This is what I use
output = System.Text.RegularExpressions.Regex.Replace(output, "(?s)/th>(.*?)</tbody>", "$1")
Notice that I am using (.*?) because I want the search to be ungreedy. That is there are severals /th> around. I want to get rid texts above the LAST /th>
This is what I got.
<!-- statistics_period -->
<input name="subForm" type="hidden" value="1">
<input name="hidTotal" type="hidden" value="886">
<div class="domlistframe">
<div class="divMainListingTable">
<table width="76%" align="left" class="mainListTable" cellspacing="0" cellpadding="3">
<tbody><tr>
<th nowrap=""> <
<th colspan="4"> </th>
<th id="sercol" nowrap="" colspan="11">Totals</th>
You see? Several /th> there.
Yes I know full well the horrible consequences of parsing html with regular expression as described here RegEx match open tags except XHTML self-contained tags.

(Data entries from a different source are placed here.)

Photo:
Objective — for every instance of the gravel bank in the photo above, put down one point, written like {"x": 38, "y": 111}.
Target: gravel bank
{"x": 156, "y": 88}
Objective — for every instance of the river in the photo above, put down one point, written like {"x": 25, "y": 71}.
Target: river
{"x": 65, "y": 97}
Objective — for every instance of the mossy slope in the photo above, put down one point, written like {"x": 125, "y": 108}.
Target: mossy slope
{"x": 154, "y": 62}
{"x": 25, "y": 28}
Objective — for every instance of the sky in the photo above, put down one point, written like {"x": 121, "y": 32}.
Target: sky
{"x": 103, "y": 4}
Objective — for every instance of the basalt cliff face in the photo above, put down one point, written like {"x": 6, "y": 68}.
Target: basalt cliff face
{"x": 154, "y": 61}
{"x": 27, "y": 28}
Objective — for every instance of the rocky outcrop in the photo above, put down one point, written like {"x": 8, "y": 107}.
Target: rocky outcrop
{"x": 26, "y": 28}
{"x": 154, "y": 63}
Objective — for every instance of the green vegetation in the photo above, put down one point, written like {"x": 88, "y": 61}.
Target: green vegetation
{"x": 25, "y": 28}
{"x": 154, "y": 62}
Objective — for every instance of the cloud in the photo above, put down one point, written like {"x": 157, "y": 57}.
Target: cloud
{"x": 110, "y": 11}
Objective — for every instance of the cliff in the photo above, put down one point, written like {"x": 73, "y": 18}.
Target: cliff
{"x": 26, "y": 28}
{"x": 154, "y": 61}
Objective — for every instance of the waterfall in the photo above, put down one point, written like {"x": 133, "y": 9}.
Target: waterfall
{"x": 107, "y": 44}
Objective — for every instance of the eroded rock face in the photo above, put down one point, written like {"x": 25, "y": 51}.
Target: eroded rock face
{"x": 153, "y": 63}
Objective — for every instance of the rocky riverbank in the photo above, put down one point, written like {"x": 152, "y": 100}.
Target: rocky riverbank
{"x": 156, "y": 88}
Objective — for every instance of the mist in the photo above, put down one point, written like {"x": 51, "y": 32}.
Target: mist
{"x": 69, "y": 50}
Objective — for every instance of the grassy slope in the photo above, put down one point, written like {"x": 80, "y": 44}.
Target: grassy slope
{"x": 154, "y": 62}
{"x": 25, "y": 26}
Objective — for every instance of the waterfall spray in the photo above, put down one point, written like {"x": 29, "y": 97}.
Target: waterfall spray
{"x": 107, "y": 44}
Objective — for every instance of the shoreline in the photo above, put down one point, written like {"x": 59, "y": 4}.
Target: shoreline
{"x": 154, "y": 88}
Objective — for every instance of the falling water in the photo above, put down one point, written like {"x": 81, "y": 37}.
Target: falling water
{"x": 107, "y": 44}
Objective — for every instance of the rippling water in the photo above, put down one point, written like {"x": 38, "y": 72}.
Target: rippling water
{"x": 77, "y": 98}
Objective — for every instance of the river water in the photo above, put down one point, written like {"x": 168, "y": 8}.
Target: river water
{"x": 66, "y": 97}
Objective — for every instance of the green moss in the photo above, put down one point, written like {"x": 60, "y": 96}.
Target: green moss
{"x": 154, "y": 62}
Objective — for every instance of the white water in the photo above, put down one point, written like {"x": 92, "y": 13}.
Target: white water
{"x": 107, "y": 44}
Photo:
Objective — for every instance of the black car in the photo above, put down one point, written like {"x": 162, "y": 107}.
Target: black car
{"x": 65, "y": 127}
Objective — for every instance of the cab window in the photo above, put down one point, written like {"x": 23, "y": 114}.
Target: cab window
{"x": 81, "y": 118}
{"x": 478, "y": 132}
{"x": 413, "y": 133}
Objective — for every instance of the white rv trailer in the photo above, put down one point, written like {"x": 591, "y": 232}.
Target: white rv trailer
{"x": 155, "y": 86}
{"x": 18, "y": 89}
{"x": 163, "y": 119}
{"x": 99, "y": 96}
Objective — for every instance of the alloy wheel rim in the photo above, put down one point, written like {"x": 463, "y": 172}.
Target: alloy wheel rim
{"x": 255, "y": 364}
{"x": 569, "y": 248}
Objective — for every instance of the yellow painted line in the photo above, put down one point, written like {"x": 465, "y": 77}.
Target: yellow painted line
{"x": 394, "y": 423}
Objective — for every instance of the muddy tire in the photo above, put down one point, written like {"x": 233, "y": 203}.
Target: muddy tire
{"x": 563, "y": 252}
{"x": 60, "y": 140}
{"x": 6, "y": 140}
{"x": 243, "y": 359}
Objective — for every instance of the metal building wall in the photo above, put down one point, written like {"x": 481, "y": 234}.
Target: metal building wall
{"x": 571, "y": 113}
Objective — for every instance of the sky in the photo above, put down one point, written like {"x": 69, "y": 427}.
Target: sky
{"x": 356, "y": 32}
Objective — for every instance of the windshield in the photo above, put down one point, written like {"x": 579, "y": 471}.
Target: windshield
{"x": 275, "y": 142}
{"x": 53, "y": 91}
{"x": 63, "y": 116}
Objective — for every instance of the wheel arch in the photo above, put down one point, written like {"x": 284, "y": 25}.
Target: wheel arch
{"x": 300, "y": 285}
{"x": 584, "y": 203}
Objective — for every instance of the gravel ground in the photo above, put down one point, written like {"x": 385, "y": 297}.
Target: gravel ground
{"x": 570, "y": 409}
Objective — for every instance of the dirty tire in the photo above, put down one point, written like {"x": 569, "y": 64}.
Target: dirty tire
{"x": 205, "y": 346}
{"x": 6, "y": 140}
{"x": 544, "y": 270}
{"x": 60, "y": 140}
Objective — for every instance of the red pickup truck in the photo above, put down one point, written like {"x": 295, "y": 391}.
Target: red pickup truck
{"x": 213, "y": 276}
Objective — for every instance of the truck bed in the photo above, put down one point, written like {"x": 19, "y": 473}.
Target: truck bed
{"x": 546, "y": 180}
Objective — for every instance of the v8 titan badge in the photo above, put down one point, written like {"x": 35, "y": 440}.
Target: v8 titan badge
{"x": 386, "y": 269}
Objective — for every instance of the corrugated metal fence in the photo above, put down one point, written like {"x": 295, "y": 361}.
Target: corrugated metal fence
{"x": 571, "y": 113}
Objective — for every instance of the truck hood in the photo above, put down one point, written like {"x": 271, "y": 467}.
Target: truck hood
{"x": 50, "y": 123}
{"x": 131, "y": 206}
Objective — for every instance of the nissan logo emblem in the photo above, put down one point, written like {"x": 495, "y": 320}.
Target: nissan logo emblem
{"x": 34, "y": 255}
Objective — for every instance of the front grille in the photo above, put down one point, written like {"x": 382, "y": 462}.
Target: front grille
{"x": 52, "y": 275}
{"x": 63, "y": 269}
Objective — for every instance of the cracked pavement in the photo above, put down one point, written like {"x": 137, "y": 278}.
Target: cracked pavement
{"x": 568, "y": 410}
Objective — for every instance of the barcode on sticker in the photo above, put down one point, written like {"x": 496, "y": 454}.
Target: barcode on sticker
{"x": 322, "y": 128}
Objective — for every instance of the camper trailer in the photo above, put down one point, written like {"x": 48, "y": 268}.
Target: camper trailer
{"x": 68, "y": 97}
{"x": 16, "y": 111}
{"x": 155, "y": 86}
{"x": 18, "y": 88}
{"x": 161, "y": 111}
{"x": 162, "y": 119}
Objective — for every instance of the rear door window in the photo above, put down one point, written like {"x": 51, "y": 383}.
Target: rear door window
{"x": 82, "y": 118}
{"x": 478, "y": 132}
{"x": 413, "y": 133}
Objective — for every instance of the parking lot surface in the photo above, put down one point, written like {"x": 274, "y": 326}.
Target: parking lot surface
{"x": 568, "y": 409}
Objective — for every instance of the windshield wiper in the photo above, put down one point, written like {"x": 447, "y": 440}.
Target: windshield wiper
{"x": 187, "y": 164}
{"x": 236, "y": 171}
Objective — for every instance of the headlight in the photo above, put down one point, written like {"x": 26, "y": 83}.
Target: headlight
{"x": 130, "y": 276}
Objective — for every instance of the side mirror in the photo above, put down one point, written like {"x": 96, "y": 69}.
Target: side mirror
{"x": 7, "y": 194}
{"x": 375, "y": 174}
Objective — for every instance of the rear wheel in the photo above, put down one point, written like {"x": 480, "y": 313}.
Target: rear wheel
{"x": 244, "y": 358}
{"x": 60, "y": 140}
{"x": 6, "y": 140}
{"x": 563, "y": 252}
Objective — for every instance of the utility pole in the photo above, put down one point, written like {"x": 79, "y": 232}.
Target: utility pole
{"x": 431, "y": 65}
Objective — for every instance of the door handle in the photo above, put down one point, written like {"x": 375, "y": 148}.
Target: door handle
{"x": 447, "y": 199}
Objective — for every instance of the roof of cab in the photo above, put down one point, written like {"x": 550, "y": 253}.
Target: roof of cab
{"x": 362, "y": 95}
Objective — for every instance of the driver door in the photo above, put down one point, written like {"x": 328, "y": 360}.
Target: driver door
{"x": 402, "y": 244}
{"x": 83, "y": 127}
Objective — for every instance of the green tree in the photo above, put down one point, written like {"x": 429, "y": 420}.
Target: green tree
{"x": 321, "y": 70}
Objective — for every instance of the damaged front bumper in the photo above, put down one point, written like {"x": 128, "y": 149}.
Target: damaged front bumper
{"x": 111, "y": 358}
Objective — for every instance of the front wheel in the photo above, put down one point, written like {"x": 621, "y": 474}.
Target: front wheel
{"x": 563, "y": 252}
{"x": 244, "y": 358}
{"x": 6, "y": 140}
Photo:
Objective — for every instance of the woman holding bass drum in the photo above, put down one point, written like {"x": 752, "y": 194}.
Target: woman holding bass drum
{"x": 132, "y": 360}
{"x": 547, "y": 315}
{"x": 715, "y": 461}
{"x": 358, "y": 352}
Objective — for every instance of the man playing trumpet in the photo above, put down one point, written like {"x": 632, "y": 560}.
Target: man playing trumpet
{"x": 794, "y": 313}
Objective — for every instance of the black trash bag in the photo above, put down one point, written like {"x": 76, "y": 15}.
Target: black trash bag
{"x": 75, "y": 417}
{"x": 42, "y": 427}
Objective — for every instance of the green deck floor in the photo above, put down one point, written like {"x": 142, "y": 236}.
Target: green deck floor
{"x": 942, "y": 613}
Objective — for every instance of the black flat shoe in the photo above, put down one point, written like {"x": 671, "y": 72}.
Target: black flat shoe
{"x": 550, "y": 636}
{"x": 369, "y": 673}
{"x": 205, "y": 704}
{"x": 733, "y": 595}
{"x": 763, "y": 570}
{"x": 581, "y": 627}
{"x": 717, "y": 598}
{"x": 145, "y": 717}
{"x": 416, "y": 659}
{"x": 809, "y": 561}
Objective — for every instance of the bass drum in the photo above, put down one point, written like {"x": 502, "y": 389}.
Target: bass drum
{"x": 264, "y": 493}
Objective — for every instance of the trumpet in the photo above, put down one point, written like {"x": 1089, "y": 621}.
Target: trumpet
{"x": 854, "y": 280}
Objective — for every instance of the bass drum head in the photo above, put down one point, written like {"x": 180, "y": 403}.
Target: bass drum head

I am parsing mostly table anyway. It's working
Note: here is a simpler problem that's equivalent with above Say I have a text like this
cow cow cow chicken cat cow cat dog hello bla.
Say I want cat dog hello
. That is text between the last cow and bla.
What would be the regular expression for that?
Notice I want the text between the LAST cow and bla.
Doing it
cow.*bla
will give me the whole text
Doing it cow.?*bla
should give me what I want. However, as you can see from the sample I uses, it didn't work.